Pour prévenir ces dangers, il faut
empêcher toute lutte directe entre l'assemblée populaire et le chef de l'État,
et soumettre les décisions des représentants du peuple à l'examen et à la sanction
d'un pouvoir essentiellement modérateur destiné (page 407) à servir de barrière au peuple contre le trône et au
trône contre le peuple ; la création de ce tiers pouvoir est donc une nécessité
qu'il faut subir si l'on veut assurer quelque durée à nos institutions.
Ce pouvoir conservateur, je l'appellerais
chambre haute.
La chambre haute ne serait pas
héréditaire ; je craindrais qu'elle ne dégénérât en aristocratie tyrannique,
et puis ma raison serait blessée de l'idée que le droit de la naissance seul
imposât des représentants à mes concitoyens, fussent-ils dignes ou non de ce
beau titre ; d'ailleurs l'esprit d'égalité a trop pénétré la société pour
qu'elle admette pareille institution ; cet esprit est tel aujourd'hui qu'il ne
souffre plus de distinction qui ne soit fondée sur le mérite ; on l'a dit, nous
sommes dans le siècle du positif.
La chambre haute ne serait pas nommée
à vie ou à terme par le pouvoir exécutif ; je ne voudrais pas qu'il fit faire
par ses serviteurs ce qu'il n'oserait faire lui-même.

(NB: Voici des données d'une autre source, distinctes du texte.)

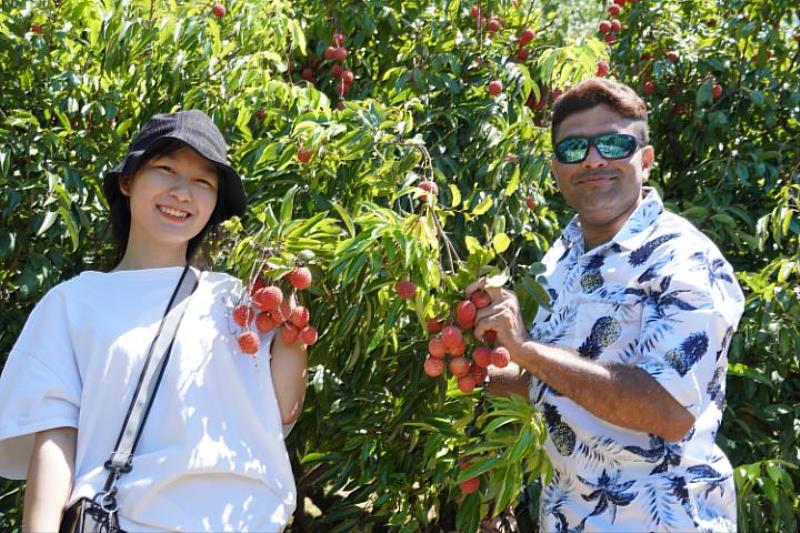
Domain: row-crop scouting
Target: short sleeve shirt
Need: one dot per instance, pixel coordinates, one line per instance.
(661, 297)
(211, 455)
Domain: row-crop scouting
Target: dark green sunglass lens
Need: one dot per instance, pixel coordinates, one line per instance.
(615, 146)
(572, 150)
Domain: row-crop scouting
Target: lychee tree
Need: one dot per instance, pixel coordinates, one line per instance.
(397, 150)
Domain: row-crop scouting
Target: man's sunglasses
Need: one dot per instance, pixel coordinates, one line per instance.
(609, 145)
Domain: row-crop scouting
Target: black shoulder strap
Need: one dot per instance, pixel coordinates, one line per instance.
(156, 362)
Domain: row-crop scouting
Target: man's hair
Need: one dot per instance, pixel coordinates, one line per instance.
(120, 210)
(597, 91)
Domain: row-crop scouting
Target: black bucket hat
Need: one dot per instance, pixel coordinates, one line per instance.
(196, 130)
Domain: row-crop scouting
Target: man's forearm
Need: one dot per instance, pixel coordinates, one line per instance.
(622, 395)
(50, 473)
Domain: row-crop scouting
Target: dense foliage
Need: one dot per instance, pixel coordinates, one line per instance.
(380, 443)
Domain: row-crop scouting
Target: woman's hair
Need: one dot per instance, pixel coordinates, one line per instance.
(120, 209)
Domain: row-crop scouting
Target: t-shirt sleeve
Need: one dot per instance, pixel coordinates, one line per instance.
(687, 323)
(40, 386)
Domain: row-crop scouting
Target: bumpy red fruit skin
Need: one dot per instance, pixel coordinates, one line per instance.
(405, 289)
(433, 366)
(264, 322)
(242, 315)
(480, 298)
(469, 486)
(466, 383)
(428, 186)
(500, 357)
(300, 278)
(289, 333)
(452, 338)
(218, 10)
(299, 316)
(435, 325)
(308, 335)
(268, 298)
(248, 342)
(436, 347)
(526, 36)
(459, 366)
(482, 356)
(465, 313)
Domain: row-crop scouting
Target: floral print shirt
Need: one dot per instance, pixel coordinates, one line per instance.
(661, 297)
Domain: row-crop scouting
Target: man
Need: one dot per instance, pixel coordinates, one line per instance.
(628, 364)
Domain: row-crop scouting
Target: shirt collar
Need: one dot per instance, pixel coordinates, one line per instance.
(633, 231)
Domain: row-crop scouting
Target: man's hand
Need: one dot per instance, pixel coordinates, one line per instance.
(502, 315)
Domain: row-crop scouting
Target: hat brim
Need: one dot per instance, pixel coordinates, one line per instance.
(233, 197)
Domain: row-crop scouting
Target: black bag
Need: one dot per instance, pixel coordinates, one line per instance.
(99, 514)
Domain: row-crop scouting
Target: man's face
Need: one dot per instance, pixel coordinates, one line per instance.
(603, 191)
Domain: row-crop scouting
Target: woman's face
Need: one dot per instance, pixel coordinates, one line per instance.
(172, 198)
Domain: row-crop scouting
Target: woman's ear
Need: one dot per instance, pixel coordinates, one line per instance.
(125, 185)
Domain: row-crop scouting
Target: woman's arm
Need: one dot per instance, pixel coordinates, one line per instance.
(289, 377)
(50, 472)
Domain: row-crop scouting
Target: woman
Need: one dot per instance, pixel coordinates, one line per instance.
(211, 455)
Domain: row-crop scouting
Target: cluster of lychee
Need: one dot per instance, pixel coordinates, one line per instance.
(448, 347)
(264, 307)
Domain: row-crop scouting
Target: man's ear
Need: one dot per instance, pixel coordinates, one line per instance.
(648, 159)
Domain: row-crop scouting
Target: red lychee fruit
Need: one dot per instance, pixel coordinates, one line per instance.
(242, 315)
(248, 342)
(435, 325)
(465, 314)
(299, 316)
(481, 298)
(436, 347)
(308, 335)
(406, 289)
(500, 357)
(526, 36)
(289, 333)
(268, 299)
(300, 278)
(433, 366)
(459, 366)
(482, 356)
(428, 186)
(218, 10)
(452, 338)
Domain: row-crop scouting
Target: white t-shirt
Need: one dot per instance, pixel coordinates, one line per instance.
(211, 456)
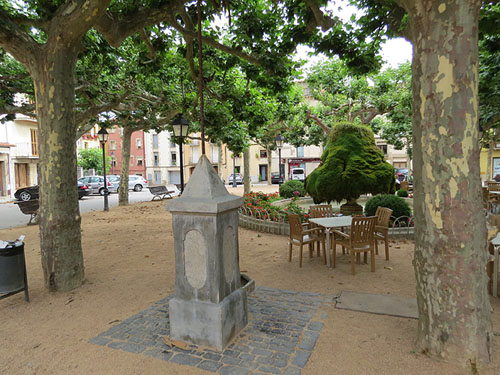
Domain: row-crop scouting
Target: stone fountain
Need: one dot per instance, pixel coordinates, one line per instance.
(210, 303)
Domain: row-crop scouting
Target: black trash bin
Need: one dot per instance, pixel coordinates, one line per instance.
(13, 278)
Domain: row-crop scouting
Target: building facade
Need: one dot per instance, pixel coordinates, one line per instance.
(114, 149)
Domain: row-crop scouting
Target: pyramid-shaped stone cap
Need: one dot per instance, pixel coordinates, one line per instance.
(205, 192)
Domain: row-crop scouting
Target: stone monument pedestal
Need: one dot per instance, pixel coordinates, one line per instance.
(210, 306)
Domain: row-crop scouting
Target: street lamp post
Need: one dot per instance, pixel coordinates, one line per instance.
(112, 162)
(234, 171)
(180, 126)
(279, 144)
(103, 138)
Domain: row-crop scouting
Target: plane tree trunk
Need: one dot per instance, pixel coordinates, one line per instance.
(246, 171)
(60, 237)
(450, 248)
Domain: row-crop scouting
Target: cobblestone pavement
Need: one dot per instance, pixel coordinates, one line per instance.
(282, 331)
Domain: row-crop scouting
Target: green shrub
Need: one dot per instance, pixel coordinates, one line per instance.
(351, 165)
(288, 188)
(397, 204)
(402, 193)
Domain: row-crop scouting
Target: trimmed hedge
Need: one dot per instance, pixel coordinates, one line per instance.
(288, 188)
(351, 165)
(397, 204)
(402, 193)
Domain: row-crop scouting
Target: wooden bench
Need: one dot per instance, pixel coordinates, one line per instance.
(30, 208)
(160, 192)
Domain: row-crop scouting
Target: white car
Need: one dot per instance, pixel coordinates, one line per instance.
(298, 174)
(135, 182)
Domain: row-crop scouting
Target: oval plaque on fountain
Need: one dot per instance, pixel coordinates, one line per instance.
(195, 255)
(228, 254)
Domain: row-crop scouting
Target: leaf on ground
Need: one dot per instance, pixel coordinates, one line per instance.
(176, 343)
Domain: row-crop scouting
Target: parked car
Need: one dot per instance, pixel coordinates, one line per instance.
(298, 174)
(238, 177)
(96, 184)
(115, 181)
(276, 178)
(135, 182)
(402, 174)
(32, 192)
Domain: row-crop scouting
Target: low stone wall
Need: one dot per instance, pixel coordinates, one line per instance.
(265, 226)
(399, 230)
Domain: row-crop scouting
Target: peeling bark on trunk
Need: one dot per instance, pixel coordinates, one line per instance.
(246, 171)
(450, 248)
(269, 164)
(60, 236)
(219, 162)
(123, 189)
(489, 167)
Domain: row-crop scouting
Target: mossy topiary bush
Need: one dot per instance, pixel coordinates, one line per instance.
(398, 205)
(402, 193)
(351, 165)
(289, 187)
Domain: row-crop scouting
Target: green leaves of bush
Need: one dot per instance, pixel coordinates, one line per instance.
(351, 165)
(288, 188)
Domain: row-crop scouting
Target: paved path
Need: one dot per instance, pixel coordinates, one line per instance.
(279, 338)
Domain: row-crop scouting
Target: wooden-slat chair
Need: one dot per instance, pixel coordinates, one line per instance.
(300, 235)
(494, 191)
(383, 215)
(320, 210)
(359, 240)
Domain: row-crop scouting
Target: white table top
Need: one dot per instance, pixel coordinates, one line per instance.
(333, 222)
(496, 241)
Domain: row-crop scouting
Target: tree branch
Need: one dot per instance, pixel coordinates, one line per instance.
(15, 41)
(321, 124)
(84, 116)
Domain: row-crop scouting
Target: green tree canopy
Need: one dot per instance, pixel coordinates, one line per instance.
(351, 165)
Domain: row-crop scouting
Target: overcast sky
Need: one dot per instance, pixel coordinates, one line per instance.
(394, 52)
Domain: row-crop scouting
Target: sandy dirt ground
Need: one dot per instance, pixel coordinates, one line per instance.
(129, 264)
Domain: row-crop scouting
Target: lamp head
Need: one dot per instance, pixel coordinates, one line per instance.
(180, 126)
(102, 135)
(279, 141)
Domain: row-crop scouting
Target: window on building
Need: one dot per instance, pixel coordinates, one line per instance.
(157, 177)
(383, 148)
(34, 142)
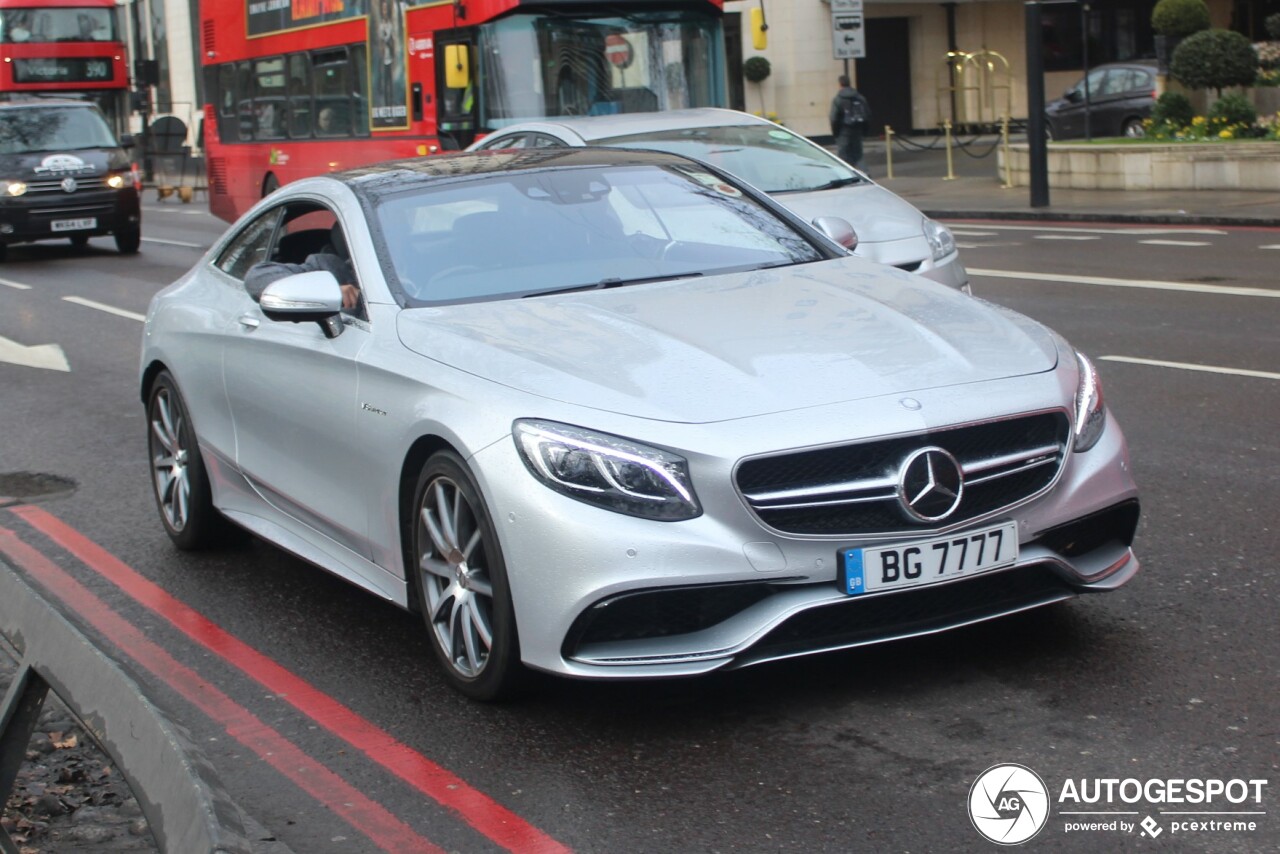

Elle ne serait pas non plus nommée à
vie par un corps électoral quelconque ; les mots d'élection à vie impliquent
contradiction.
La chambre haute, comme tous les
autres pouvoirs, émanerait de la nation: je la ferais élire par les états des provinces
; elle serait composée de riches propriétaires et de grands industriels,
c'est-à-dire, des citoyens les plus intéressés à la conservation de l'ordre, au
règne des lois et au maintien de la constitution.
Je fixerais le nombre de ses membres
à quarante-cinq.
Tout citoyen payant mille florins
d'impôt foncier pourrait être appelé à la chambre haute ; dans les provinces
où l'on ne trouverait pas à ce taux un éligible par 10,000 habitants, l'on
choisirait les plus imposés à raison d'un sur 10,000.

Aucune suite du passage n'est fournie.